The fact that homogeneity has not been observed with respect to the orientation and position of the skeletons in this cemetery and the values ??obtained for certain forms of burial, indicate that it is not a matter of casuistic events, but rather the practice of the group's funeral traditions; some irregularities could be due to the insertion of new traditions amid deep socio-cultural changes.
This site is of great importance due to the amount of burials and its condition as an area exclusively dedicated to mass and continuous funerary worship. Coupled with the fact that very few burials have offerings, while a large number of them have personal ornaments, which were mainly presented on female corpses. Dr. Guarch considered it "the best catalog and evidence source for the study of the manifestations of funerary cult of the aboriginal Cuban farmers."
The appearance of metals in archaeological finds in the Antilles is not frequent. However, in Banes and in a particular way in the Chorro de Maita, related to a set of objects that perhaps formed one or more necklaces, and that included guanines, pearl and quartzite beads, two cylindrical gold beads appeared, of only 2 mm in diameter, probably made using seeds of alluvial origin. They are the only pieces of gold that do not maintain the laminar pattern.
The most spectacular jewel found in Chorro de Maita is the 10 carat gold idol, with a gold-copper-silver alloy, weighing 3.5 grams and 23 mm in height. It represents a stylized bird's head, hardly recognizable, although some researchers identify it with Inriri Caubabayael, who is a mythical woodpecker that opened the female sex to the asexual beings of the Antillean myth, turning them into women who originated part of the Antillean Arauca ethnic group. It is a very elaborate jewel, it shows the delicacy of the goldsmith. It is a singular piece in its morphology for the Caribbean aboriginal art.
Also in that same corpse, 4 earrings in the form of trapezoidal petaloid sheets forged in 10-carat gold-silver-copper were exhumed. Very similar plates have been found in other places in Cuba, but not with that concentration. In the same way, a small guanín rattle appeared with a gold-copper-silver alloy.

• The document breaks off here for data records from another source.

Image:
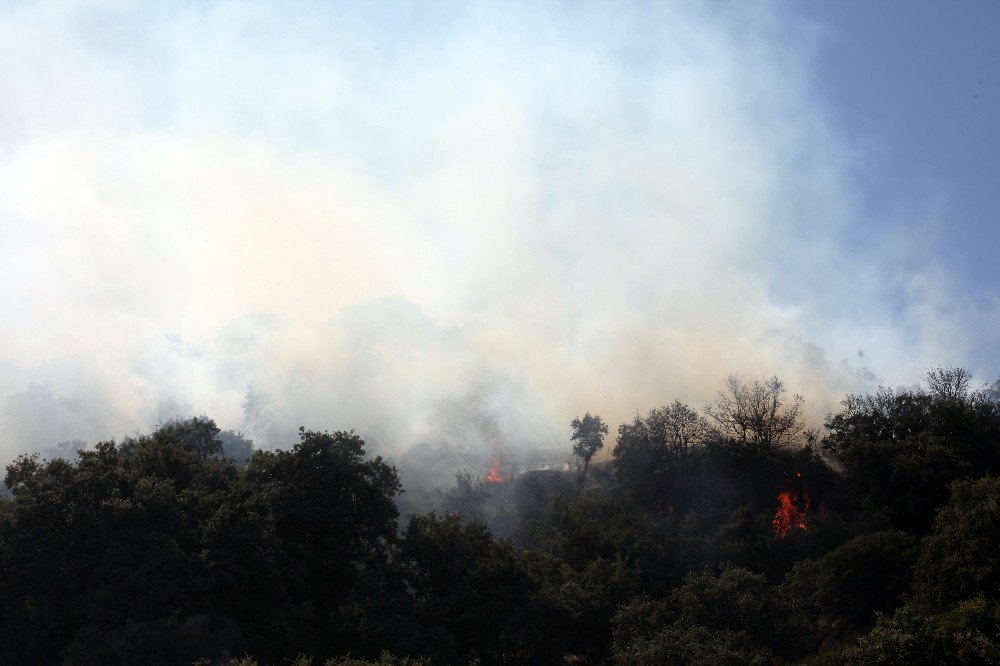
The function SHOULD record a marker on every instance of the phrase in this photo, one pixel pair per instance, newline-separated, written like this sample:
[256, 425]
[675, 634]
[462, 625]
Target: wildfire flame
[494, 475]
[789, 515]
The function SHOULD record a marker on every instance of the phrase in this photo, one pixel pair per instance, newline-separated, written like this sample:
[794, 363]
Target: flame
[789, 515]
[494, 475]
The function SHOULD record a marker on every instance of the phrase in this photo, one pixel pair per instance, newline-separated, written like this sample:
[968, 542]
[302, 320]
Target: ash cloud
[460, 225]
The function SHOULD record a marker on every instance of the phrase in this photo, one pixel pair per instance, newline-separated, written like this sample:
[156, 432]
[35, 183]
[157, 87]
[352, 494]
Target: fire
[494, 475]
[789, 514]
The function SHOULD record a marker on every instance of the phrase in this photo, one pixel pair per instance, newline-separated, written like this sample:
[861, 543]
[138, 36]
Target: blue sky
[916, 85]
[415, 219]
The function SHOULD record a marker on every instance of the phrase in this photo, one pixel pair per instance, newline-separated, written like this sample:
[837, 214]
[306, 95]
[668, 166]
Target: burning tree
[494, 475]
[789, 513]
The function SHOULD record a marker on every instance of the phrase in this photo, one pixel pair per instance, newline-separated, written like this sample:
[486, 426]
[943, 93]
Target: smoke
[459, 223]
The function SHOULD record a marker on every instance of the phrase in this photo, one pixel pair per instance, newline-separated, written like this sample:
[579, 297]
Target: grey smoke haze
[462, 223]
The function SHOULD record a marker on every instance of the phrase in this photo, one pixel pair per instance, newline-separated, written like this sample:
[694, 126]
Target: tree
[946, 382]
[588, 433]
[651, 453]
[958, 559]
[755, 413]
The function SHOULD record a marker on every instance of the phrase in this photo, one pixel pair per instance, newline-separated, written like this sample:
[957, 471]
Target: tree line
[186, 546]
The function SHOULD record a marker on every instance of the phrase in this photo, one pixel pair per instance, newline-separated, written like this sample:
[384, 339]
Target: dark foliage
[187, 546]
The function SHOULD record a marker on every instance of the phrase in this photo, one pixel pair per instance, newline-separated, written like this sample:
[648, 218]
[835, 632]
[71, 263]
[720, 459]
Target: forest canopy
[724, 535]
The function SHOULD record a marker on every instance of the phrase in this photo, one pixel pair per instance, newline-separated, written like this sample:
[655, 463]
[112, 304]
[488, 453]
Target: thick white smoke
[461, 222]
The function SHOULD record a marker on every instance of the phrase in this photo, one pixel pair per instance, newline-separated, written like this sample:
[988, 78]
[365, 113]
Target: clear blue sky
[918, 84]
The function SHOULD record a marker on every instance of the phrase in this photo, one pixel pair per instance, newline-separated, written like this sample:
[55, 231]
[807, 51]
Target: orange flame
[494, 475]
[789, 515]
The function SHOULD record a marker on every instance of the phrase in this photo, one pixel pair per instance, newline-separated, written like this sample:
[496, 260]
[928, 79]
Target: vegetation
[731, 536]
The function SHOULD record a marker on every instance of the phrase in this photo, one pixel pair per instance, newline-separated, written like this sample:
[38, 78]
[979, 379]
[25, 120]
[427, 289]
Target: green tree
[588, 435]
[651, 453]
[756, 414]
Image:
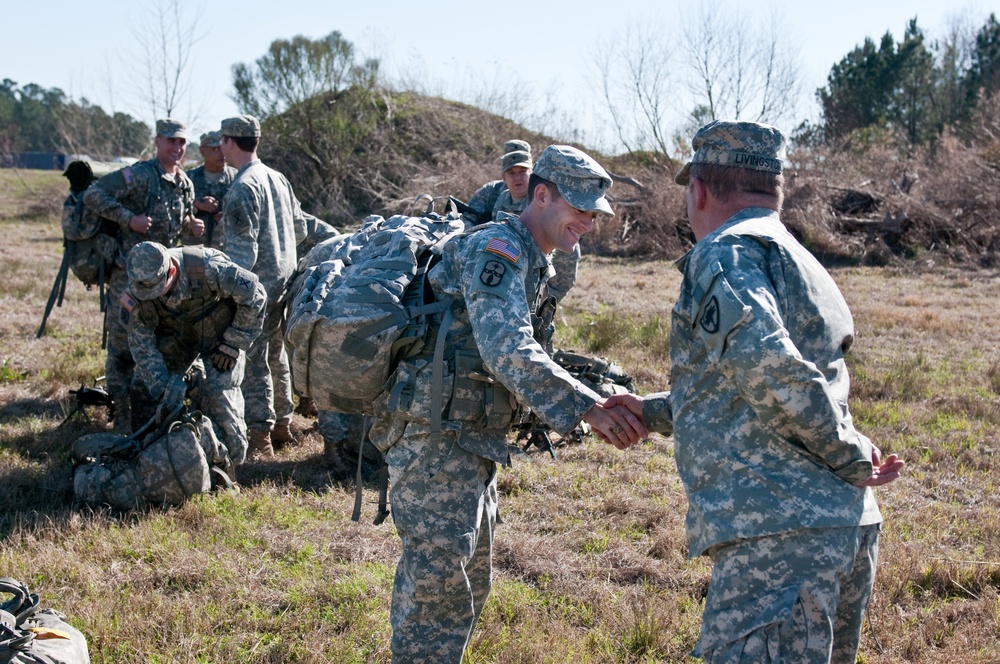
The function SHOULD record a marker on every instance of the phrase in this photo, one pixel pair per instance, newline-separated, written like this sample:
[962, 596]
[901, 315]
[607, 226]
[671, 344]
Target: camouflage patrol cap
[580, 179]
[170, 128]
[242, 126]
[515, 158]
[750, 145]
[516, 145]
[148, 269]
[211, 139]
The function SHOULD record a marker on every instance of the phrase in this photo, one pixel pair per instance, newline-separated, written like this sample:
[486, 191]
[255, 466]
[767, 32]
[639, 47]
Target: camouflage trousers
[119, 365]
[219, 398]
[267, 388]
[799, 596]
[444, 507]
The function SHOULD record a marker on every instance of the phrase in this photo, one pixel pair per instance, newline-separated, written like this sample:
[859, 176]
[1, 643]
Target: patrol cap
[580, 179]
[242, 126]
[515, 158]
[148, 269]
[170, 128]
[750, 145]
[516, 145]
[211, 139]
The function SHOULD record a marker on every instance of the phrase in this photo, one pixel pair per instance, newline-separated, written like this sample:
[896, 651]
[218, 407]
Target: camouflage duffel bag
[177, 460]
[29, 634]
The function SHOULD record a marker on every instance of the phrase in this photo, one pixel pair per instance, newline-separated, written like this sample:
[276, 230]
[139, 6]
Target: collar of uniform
[536, 259]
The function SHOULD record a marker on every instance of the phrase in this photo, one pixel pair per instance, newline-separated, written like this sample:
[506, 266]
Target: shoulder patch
[504, 249]
[128, 302]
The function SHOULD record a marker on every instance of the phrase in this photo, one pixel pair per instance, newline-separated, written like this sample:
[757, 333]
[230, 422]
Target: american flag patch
[501, 248]
[127, 301]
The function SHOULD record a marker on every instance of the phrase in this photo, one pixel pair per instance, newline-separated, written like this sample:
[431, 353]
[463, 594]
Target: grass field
[591, 561]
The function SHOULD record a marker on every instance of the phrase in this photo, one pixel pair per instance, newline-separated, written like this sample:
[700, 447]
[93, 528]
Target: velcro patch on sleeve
[504, 249]
[128, 302]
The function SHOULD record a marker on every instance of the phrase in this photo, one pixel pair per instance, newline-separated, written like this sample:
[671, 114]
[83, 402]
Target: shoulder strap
[194, 266]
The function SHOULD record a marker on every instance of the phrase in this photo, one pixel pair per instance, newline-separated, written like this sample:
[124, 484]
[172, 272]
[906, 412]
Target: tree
[167, 33]
[317, 101]
[738, 70]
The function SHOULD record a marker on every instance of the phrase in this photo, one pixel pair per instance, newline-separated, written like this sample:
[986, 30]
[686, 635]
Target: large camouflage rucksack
[90, 242]
[29, 634]
[360, 306]
[158, 466]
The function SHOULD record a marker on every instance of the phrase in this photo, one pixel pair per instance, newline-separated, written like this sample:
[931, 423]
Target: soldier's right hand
[225, 357]
[140, 223]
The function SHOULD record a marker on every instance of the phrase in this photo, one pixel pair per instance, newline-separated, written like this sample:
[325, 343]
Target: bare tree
[167, 33]
[634, 84]
[739, 69]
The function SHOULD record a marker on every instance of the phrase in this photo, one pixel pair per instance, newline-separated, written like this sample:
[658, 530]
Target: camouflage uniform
[214, 301]
[262, 224]
[444, 493]
[143, 188]
[764, 442]
[215, 185]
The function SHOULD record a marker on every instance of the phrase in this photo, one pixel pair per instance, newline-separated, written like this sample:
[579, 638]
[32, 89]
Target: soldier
[262, 224]
[188, 304]
[443, 474]
[150, 200]
[778, 479]
[509, 194]
[211, 181]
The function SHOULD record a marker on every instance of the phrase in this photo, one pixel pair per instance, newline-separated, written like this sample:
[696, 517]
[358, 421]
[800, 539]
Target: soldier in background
[509, 194]
[262, 225]
[443, 475]
[778, 479]
[149, 200]
[189, 304]
[211, 181]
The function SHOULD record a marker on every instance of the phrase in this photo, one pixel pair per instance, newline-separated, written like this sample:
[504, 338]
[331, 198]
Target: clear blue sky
[86, 48]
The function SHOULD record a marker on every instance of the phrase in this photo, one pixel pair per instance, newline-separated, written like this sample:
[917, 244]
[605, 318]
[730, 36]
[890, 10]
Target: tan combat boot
[281, 435]
[259, 445]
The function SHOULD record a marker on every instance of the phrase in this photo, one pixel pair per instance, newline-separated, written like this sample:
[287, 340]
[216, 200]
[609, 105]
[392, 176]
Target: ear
[700, 192]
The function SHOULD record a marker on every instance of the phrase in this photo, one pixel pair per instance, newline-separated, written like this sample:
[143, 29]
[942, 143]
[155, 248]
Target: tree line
[36, 119]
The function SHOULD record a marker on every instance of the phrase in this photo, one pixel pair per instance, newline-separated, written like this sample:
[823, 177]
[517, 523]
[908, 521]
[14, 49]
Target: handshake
[618, 420]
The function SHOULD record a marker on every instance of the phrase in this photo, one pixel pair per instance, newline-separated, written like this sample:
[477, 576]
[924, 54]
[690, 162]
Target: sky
[456, 49]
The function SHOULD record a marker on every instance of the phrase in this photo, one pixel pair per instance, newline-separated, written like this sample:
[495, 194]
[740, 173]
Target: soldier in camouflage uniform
[778, 479]
[443, 473]
[510, 195]
[150, 200]
[262, 224]
[211, 181]
[188, 304]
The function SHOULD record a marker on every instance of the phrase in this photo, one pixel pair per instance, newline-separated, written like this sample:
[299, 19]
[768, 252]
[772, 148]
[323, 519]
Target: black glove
[173, 393]
[225, 357]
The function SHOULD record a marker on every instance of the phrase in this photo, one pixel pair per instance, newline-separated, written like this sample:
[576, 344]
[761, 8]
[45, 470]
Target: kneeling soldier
[186, 304]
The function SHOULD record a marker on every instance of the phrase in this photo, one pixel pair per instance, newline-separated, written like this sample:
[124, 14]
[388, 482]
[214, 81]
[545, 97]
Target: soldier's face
[564, 224]
[516, 179]
[170, 151]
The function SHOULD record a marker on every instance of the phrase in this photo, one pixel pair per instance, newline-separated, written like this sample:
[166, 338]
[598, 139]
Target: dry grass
[591, 559]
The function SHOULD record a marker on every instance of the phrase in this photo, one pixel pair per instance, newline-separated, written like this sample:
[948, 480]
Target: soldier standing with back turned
[149, 200]
[263, 223]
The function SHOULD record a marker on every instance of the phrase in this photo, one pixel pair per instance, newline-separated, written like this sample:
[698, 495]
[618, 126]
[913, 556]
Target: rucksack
[29, 634]
[90, 242]
[361, 305]
[159, 466]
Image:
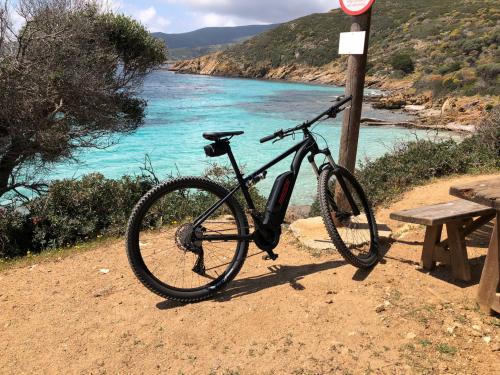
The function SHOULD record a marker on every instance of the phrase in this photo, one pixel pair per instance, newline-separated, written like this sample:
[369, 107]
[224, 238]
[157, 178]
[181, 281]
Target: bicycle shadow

All those pieces of gold found in the Chorro de Maita, apparently were part of a necklace.
The gold idol, found in 1947, at the Santana Sarmiento de Yaguajay site, made with the forging technique. Used as an offering to the goddess Atabey, a symbol of fertility, it reflects a naked woman who supports a vessel on her belly and whose head is adorned with feathers like plumes and ears in the shape of a spiral. It represents life through a woman's closed mouth and eyes shaped like coffee beans. It is a decorative idol where 10 karat gold is used, the product of an alloy of gold and copper.
The idol Maquetauro Guayaba is very representative, which embodies important elements related to life and death, which is made from the central axis of the Strombus Giges (cobo), a material widely used by our primitives for making artifacts; This idol was declared a symbol of the city in 1985. Perhaps because they live very close to the sea and rivers, our primitive inhabitants used shells abundantly as raw material for the manufacture of their artifacts after extracting the animal and taking advantage of it as food, that is why in all the archaeological sites of the region we can find abundant remains of shell material. Thus it was, that by the use of the shell it was determined that the idol symbol of the city was one precisely made with this material.